I remember being in a high school composition class and writing a story where I hadn't really thought out the end from the beginning of my writing. I had my main character in an entirely unsalvageable spot--I don't remember what, probably hanging from a branch on a cliff or something of the sort. Since I had not thought out the solution ahead of time, I was stumped. My solution finally was that the character was dreaming and woke up in bed, safe and sound.
My teacher was disgusted. He said something to the effect of, "This is a writing practice that is called 'divine intervention'--a solution so unrealistic, contrived or disappointing that the reader is let down and the power of your writing is lost." It was true. I knew that the solution was very anticlimactic.
Still, it reminds me that in the reality of my life, divine intervention has been anything but disappointing and anticlimactic. God has reached down out of time and space, from the realms of glory, snatched me out of my impossible situation and set me on a rock.
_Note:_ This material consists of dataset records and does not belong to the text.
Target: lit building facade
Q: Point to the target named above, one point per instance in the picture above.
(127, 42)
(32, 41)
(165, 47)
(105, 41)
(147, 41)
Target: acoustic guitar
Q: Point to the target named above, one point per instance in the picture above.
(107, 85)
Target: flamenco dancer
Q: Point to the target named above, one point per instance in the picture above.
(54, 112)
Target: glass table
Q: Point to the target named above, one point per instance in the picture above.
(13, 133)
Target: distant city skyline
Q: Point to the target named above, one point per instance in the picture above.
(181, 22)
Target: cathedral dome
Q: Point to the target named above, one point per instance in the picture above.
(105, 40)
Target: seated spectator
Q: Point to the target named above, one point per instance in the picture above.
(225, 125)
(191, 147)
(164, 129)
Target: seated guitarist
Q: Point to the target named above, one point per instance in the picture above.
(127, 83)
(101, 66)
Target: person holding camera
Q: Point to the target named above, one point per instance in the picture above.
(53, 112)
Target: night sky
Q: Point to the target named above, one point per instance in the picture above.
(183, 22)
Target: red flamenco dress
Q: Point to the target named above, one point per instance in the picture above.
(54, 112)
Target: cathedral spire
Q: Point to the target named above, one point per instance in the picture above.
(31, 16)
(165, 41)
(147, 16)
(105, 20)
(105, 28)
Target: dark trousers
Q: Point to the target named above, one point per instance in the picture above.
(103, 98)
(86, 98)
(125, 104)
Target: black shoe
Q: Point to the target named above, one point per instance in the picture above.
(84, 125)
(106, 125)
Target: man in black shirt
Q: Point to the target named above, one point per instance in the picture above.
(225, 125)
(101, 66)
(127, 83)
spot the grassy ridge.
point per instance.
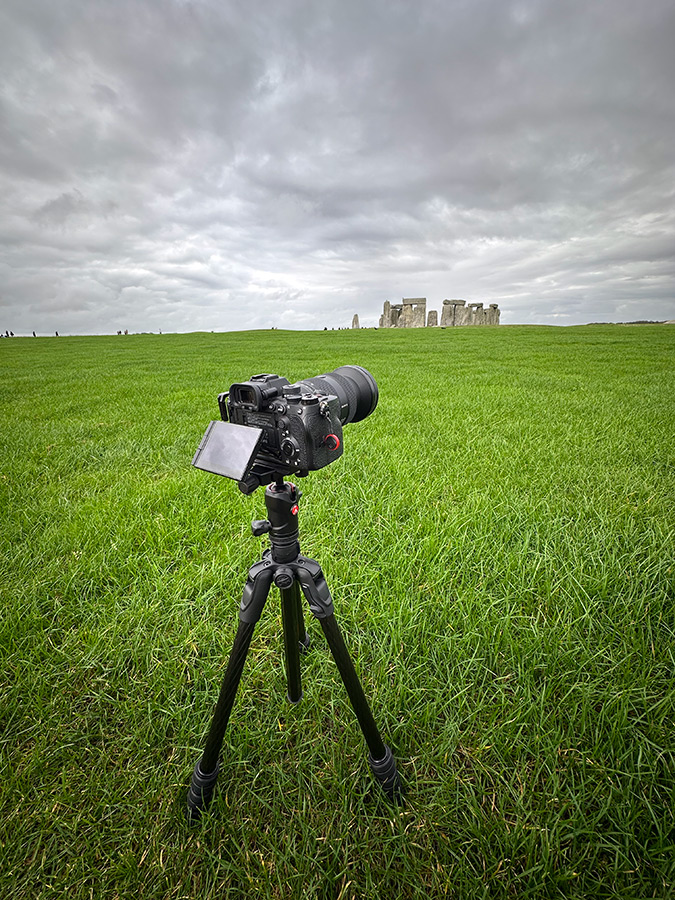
(498, 538)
Divine intervention has been so amazing, so out of the expected and believable that the unbelievers around me can't object that God really has responded to me in such a way; they can't claim that I am no different than what I was before--so they either have to reject me or accept God. Unfortunately most reject me, but it is Jesus Christ who they reject ultimately.
I remember my brother-in-law giving us tickets for my birthday to see him and his singing group perform down in Lynnwood. We went, and among the songs they sang complete with smiles on their faces was one called, "It Ain't Necessarily So." This song discredited the stories of the Bible, such as Noah and the ark, and Jonah and the whale. How can an unbeliever believe such amazing stories? They're amazing because God has suspended the usual order of the universe in order to perform His will in His power. It isn't something that most people have observed, or if they have they may have explained it away rather than attribute it to God. I remember telling him that the ramifications of that song are enormous--it makes God out to be a liar; if it weren't so then nothing in the Bible is believable and all humanity is hopeless. My protests fell on deaf ears, nay, dead ears; he doesn't have any problem considering God a liar and humanity hopeless--it's his deplorable condition; he hasn't received God's grace, yet.
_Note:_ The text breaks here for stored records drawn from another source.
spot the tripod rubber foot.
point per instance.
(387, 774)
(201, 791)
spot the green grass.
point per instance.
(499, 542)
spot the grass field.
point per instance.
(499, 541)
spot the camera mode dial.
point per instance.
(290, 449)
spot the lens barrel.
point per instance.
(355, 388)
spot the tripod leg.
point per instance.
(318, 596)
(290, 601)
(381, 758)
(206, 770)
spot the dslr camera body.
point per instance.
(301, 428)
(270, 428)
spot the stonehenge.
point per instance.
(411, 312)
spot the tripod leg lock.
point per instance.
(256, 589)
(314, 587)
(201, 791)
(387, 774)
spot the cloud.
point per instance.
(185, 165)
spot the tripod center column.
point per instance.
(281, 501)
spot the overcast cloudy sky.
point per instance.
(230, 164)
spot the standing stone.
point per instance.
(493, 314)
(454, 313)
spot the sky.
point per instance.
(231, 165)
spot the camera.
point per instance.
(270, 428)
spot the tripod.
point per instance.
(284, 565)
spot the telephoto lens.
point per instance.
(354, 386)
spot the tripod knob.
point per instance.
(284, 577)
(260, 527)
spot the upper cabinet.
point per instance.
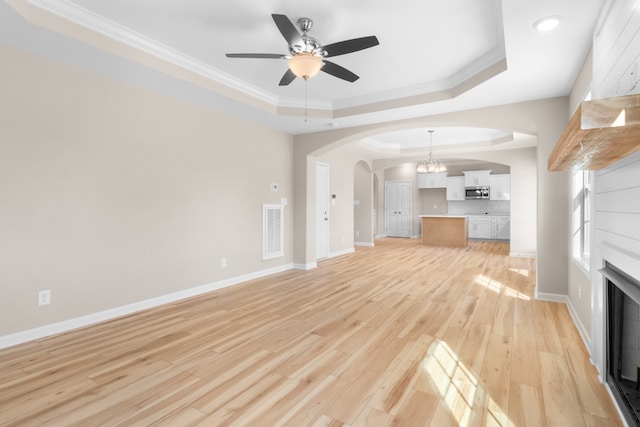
(455, 188)
(500, 187)
(476, 178)
(432, 180)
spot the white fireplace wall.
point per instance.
(616, 205)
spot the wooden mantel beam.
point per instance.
(600, 132)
Until a person experiences it for himself, I can see that God's grace and mercy in a person's life falls into the same category as the miracles in the Bible. People who have never seen God act thus tend to explain the miracles away in scientific terms until there is nothing really out of the ordinary in them after all; and yet, sometimes the changed person is the best argument for God's truth that exists. How does a person change his ways? How does the addict become free, the angry, violent person become gentle, the whining complainer become joyful? God can make it happen, and He does. The unbeliever can't deny it, and so he has two choices: he either responds to God or rejects the Christian. It's his choice, but the choice is clear and the benefit is as visible as the changes he observes in the Christian.
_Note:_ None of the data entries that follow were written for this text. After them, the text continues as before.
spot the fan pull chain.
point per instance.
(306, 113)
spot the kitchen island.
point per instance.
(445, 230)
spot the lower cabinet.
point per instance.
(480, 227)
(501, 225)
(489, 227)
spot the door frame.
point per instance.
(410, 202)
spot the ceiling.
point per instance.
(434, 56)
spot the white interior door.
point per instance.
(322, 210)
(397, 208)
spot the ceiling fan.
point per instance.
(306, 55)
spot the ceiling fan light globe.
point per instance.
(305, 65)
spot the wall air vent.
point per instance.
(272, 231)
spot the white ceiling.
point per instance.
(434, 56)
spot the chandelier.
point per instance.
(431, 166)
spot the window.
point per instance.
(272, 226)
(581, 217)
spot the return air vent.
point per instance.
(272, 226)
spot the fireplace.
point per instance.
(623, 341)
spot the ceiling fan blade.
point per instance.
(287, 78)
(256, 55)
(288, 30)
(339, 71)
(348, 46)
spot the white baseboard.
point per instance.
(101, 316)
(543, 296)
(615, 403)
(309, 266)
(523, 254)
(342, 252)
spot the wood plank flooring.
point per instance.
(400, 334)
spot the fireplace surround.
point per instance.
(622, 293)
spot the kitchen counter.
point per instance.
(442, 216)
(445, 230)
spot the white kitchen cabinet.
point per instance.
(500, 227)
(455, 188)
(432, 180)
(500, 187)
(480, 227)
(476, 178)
I thank God for His intervention in my life. It is hardly disappointing, and I didn't do anything to deserve it. It was bestowed on me for reasons that I can't fully understand, out of His lovingkindness, and I would never go back to my impossible situation. His intervention is available to everyone who will accept it; there is no better option than to accept what He so willingly bestows. "Praise be to God for His indescribable gift!"